Survey participants were asked about the potential issues that might lead to stress. For those who are not normally stressed this is, to some extent, a hypothetical exercise. Nevertheless, it shows up some interesting generational differences. Overall, the two most likely causes were financial issues and health. However, it is not surprising that at the generational extremes we see totally different answers. For Gen Z, finances are a likely cause of stress, whilst health is the least of their concerns. The opposite is true for those of the Silent Generation who are more acutely aware of their mortality and, in most cases, removed from exposure to pressures of work (Figure 3).

Breakdown of stress levels per frequency of exercise

Figure 3 – Top causes of stress by generation / Question: Rank the following causes of stress for you

The impact of mental health

This year’s survey saw a very modest decrease in the percentage of respondents that have suffered a period of mental distress that prevented them from doing their usual activities. This dropped from 45.6% in 2021 to 43.2% this year. This is not an accurate indication of the incidence of mental distress during the year because respondents are asked if they had ever experienced such an episode. Nevertheless, it is a positive sign that the numbers are relatively stable.

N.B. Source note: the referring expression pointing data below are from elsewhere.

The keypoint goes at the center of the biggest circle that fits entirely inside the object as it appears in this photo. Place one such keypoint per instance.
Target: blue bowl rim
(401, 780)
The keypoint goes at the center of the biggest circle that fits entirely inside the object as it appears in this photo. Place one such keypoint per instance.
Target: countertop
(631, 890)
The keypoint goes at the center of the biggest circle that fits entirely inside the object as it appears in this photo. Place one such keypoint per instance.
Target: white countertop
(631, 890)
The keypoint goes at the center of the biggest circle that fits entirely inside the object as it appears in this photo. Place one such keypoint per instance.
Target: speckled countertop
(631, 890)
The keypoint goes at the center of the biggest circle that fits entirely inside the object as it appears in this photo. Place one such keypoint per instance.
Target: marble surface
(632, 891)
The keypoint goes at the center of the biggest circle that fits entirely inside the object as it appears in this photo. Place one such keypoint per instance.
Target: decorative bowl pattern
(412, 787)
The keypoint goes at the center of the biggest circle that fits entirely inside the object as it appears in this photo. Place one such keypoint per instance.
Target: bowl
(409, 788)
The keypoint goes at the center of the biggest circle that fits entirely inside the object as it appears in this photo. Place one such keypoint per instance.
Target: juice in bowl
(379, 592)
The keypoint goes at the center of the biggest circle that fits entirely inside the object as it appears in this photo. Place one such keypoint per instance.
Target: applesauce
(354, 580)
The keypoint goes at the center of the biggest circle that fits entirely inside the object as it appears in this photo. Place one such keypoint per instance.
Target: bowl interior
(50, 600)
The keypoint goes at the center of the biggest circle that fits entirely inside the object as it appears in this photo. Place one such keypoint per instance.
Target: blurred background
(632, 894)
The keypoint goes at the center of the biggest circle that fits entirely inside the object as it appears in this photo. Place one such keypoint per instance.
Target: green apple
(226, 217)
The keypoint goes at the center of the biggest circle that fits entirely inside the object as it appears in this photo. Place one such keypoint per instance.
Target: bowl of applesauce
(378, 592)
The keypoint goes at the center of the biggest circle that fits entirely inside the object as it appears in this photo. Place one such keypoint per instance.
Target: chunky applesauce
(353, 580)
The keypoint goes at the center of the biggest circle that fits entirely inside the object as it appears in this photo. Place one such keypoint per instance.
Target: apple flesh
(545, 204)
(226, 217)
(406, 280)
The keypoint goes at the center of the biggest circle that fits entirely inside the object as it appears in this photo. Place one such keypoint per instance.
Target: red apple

A similarly modest decrease is evident among those who have ever been diagnosed by a medical professional as having a mental health condition such as depression, panic attacks or anxiety. This year, 27.6% of respondents say they have had a diagnosis, down from 28.3% last year.

Diagnosed mental health conditions per generation

Figure 4 – Diagnosed mental health conditions per generation / Question: Has a medical professional ever diagnosed you as having a mental health condition such as depression, panic attacks or anxiety?

Looking at the findings by generation shows that the percentage of respondents who have had a professional diagnosis of mental illness decreases with age (Figure 4). These differences are more significant than they may first appear at first sight. The question asked whether respondents had ever had a diagnosis of mental illness, so it is concerning that, in their relatively short lifetime, 38.5% of Gen Z reported having such a diagnosis compared with just 12.5% of the Silent Generation.

Link between physical and mental health

It has long been suspected that there is a link between physical and mental health. The survey does not seek information about respondents’ medical history but using body mass index as a surrogate measure of health does reveal some interesting results (Figure 5).

Breakdown of self-perception & diagnosed mental health episodes according to BMI

Figure 5 – Breakdown of self-perception & diagnosed mental health episodes according to BMI 

This suggests that the underweight and the obese are significantly more likely to have experienced episodes of mental distress or to have had a diagnosis of mental illness. We cannot distinguish between cause and effect but there is clear evidence of a link.

Support services

The respondents who had experienced a period of mental distress were asked about the support or intervention they found helpful. Talking to friends and family is likely to be the first source of help and is seen by 43.1% as being helpful. We also see more evidence of the beneficial effects of physical exercise. (See Fig 6)

Mental health support channels by generation

Figure 6 – Mental health support channels by generation / Question: When going through this period, which of the following, if any, did you find helpful?

Professional support, such as cognitive behavioural therapy and counselling, enjoyed less recognition. This is not necessarily a reflection of the effectiveness of these services. It is probably due to the fact that many of these episodes had not been professionally diagnosed.

Age makes a difference to the type of support to which consumers turn. Gen Z and Millennials are more likely than older generations to turn to technology-based support, such as mental health apps, or to meditation (Figure 6).


  1. World Health Organisation. 2022. Mental Health and COVID-19: Early evidence of the pandemic’s impact: Scientific brief, 2 March 2022. [online] Available at: <; [Accessed 3 August 2022].